Yani şöyle yapıyorduk: RTÜK kanununun bana verdiği bir yetki vardı. Milli Güvenlik vs. dolayısıyla bir yayın yasağı getirebiliyorduk, bir imzama bakıyordu. Ben dedim ki 'Bunu kullanmak istemiyorum.' Daha önce Cemil Bey bir kez kullanmış. Ben de 1 kez kullanmıştım. (Gezi parkı olayları sırasında) Bütün dünya bunu izliyorken, birileri penguen koymuş olabilir ama... Bunun üzerine ben herhangibir şey tespit edersem RTÜK başkanını arıyordum. RTÜK başkanı oradaki zinciri arıyordu ve inanın 5 saniyede bitiyordu o iş. Bazen RTÜK başkanı kendisi şikayet ediyordu. İnanın hiçbir sıkıntı yaşamadık.

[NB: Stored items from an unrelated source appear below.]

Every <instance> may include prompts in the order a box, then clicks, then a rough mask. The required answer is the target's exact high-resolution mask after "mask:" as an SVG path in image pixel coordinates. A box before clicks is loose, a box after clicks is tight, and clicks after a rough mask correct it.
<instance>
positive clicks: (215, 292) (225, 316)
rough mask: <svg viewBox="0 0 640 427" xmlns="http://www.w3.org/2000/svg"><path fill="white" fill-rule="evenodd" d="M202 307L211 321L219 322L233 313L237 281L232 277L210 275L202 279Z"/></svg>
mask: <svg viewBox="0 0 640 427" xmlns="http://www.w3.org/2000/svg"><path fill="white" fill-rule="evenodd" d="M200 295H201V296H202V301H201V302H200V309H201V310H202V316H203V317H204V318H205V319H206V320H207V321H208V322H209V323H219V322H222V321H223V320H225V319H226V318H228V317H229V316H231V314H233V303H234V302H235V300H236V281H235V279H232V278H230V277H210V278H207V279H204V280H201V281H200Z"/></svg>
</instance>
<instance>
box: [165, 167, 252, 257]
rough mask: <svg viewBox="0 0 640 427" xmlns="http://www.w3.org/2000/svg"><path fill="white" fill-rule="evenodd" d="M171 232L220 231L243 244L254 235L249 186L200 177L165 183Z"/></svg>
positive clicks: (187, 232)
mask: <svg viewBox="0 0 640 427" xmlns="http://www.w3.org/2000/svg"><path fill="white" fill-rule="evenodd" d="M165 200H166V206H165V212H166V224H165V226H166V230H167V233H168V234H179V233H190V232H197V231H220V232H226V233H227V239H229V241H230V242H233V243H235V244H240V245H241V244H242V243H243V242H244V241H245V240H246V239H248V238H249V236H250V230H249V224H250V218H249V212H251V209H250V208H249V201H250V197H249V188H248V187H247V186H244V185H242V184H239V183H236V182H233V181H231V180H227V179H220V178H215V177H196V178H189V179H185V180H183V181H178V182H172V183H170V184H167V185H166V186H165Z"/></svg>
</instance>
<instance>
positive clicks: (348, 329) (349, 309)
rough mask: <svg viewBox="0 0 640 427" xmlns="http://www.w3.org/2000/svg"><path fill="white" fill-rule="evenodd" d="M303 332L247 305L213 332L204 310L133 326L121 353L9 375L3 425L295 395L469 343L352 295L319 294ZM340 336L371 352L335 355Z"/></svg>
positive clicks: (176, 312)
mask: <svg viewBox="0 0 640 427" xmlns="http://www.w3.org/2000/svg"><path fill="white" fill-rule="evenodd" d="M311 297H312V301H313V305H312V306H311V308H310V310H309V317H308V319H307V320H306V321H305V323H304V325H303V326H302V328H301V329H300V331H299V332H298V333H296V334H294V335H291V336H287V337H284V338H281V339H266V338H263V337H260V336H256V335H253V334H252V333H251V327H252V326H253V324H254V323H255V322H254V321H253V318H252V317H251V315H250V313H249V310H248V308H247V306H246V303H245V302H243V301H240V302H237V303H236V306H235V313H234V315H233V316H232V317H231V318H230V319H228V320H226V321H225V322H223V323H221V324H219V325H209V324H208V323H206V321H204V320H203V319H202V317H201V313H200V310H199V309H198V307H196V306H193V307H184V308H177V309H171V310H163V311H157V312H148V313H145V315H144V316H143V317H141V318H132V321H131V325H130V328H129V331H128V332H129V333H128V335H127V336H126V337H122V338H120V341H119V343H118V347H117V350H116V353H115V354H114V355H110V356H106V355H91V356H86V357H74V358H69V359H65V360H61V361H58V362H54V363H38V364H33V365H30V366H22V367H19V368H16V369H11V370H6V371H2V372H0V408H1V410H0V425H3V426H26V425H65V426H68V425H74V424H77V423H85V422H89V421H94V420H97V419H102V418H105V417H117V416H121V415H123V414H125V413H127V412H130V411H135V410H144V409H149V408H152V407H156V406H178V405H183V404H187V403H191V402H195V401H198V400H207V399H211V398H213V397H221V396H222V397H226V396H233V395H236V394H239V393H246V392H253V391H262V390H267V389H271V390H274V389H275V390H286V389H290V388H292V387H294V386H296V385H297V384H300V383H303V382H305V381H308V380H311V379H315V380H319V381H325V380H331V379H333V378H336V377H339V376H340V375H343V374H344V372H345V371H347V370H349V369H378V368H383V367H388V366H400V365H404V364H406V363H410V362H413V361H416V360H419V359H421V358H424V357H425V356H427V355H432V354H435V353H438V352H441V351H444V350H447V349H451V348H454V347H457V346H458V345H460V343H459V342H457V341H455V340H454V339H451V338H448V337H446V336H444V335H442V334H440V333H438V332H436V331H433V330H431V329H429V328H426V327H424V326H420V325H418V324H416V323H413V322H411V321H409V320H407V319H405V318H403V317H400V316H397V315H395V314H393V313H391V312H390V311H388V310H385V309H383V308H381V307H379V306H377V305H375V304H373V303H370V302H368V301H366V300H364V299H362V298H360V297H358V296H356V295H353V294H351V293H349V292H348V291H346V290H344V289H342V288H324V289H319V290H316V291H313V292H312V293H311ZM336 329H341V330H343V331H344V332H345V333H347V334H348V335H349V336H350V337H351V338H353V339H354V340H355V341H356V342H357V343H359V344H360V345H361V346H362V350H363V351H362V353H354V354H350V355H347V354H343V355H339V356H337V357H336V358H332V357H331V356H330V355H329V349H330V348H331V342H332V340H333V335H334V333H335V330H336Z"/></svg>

"BUNUN CANLI ŞAHİDİ SAYIN CUMHURBAŞKANIMIZDIR"

Terörle mücadele ve terörün radyo ve televizyonlardaki etkinliklerin yayınıyla ilgili bu kadar hassasiyet gösteren bir insanın bir örgüt lideri gibi başına bere koyup yıldız işaretiyle neredeyse eline kalaşnikof verilmesini benim vicdanım kabul etmez. Bu söylediklerimin hepsinin canlı şahidi o günün sayın Başbakanı, bugünkü Cumhurbaşkanımızdır. Daha sonraki ilişkilerinde de sayın Doğan'la hep iyi olmuştur bildiğim kadarıyla. 

Tahir Elçi'ye açılan davanın ayıp olduğunu düşünüyor, mutlaka beraat verilecekti.

Paralel ile mücadele kapsamında açılan o kadar çok dava var ki üstüme cübbeyi tekrar geçirmek istiyorum. Bunlar okuldan alınan öğretmenler, Bank Asya'ya para yatırdığı için silahlı terör örgütüne üye olmaktan yargılanıyor.

Kendi içimizde latife ediyoruz, bizi de bi yere kayyum yapsalar diye, parası da güzelmiş.

HAMASETLE DIŞ POLİTİKA OLMAZ

Dış politika konusu özellikle Rus uçağının düşüürlmesinden sonra çok önem kazandı. Dış politikamızda da global anlamda da yeniden bir değişikliğe ihtiyacımız var. Ortadoğu ülkeleriyle ilgili tavrımız böyle bir şeyi gerekli oluyordu. Ama meydan mitinglerinde hamasetle dış politika olmaz. Devletlere destur vermek doğru değil.

BAŞKANLIK MI PARLAMENTER SİSTEM Mİ

Anayasa Komisyonu başlıyor. Umarım hayırlı bir sonuç alınır. Muhalefet kesinlikle istemiyordu. Şimdi görülüyor ki Sayın Cumhurbaşkanımız ve AK Parti buna yönelik çalışmalarına başlıyor."